L’edilizia sovvenzionata è di competenza del settore pubblico (municipalità e
agenzie pubbliche per l’edilizia); l’edilizia agevolata è fornita quasi
esclusivamente dalle cooperative, mentre l’edilizia convenzionata racchiude sia
operatori pubblici sia privati, tra i quali i più attivi sono le imprese di costruzione
e le cooperative edili.
In Polonia, i provider sono le Municipalità, le aziende non – profit TBS e le
cooperative.
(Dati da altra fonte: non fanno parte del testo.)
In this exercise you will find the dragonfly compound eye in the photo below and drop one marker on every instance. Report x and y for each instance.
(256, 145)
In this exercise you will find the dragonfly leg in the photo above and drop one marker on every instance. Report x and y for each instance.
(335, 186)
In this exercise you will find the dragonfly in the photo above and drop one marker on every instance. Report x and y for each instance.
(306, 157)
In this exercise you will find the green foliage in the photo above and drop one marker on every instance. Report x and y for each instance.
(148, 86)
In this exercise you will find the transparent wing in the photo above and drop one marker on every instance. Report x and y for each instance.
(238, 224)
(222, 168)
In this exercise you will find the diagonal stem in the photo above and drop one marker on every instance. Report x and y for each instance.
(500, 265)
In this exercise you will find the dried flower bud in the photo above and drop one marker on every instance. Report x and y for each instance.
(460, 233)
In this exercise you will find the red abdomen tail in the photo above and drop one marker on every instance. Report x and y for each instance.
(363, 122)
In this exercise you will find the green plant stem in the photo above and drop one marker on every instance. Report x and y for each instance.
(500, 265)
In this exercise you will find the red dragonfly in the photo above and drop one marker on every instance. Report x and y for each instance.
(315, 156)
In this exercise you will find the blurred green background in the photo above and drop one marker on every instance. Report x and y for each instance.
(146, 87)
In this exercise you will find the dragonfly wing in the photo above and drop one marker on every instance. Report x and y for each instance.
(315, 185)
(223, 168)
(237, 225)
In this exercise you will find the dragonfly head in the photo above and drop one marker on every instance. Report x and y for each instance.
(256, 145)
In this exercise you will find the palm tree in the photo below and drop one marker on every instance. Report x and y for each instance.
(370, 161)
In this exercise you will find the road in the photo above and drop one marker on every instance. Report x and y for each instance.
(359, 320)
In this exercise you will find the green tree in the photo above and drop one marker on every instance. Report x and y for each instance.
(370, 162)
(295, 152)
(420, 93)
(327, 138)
Le prime detengono un patrimonio importante, pari a circa l’8% del
totale nel 2009 (sebbene negli ultimi anni la costruzione di nuovi alloggi
municipali si è in pratica arrestata); le 393 TBS – che possono essere di proprietà
pubblica, privata o a partecipazione mista - detengono, oggi, 79.300 alloggi (di
cui 3.100 costruiti nel 2010) in affitto a basso costo per inquilini che
contribuiscono fino a un massimo del 30% dei costi di costruzione; infine le
cooperative amministrano il 19,4% (dato del 2009) della quantità totale di alloggi,
in proprietà (83% dei casi) o in affitto (il restante 17%).
In Slovacchia, il social housing è fornito unicamente dalle Municipalità. Fino alla
fine del 2010 esisteva un’opportunità per le organizzazioni non-profit di accedere
ai fondi pubblici per il social housing, creati e controllati dalle Municipalità ma
questa opzione non è mai stata veramente fatta valere e non è stata più inserita
nella nuova normativa.
In Spagna, la costruzione delle “viviendas protegida” è prerogativa di diverse
soggettualità: organi statali, governi regionali, Municipalità, aziende pubbliche,
società miste pubblico-private, associazioni, imprese commerciali, cooperative,
organizzazioni non-profit, ma anche privati cittadini.
15
È molto difficile rappresentare il quadro
completo dei meccanismi di finanziamento
finalizzati alla fornitura di alloggi sociali in
Germania dove non ci sono banche-dati
centralizzate e i programmi di finanziamento
sono profondamente cambiati nel tempo. I
Comuni e le Province hanno un ruolo di primo
piano nella politica della casa.
In generale le sovvenzioni pubbliche, sotto
forma di sussidi o sgravi fiscali, colmano il gap tra il canone percepito e il reale
costo dell’affitto. Le sovvenzioni pubbliche diminuiscono progressivamente nel
tempo e di conseguenza il costo dell’affitto aumenta. Alla fine del periodo di
ammortamento (tipicamente 20 o 40 anni per le abitazioni di nuova costruzione
con sovvenzioni pubbliche e 12-20 anni per le abitazioni ristrutturate),
l’abitazione può essere affittata o venduta a prezzi di mercato.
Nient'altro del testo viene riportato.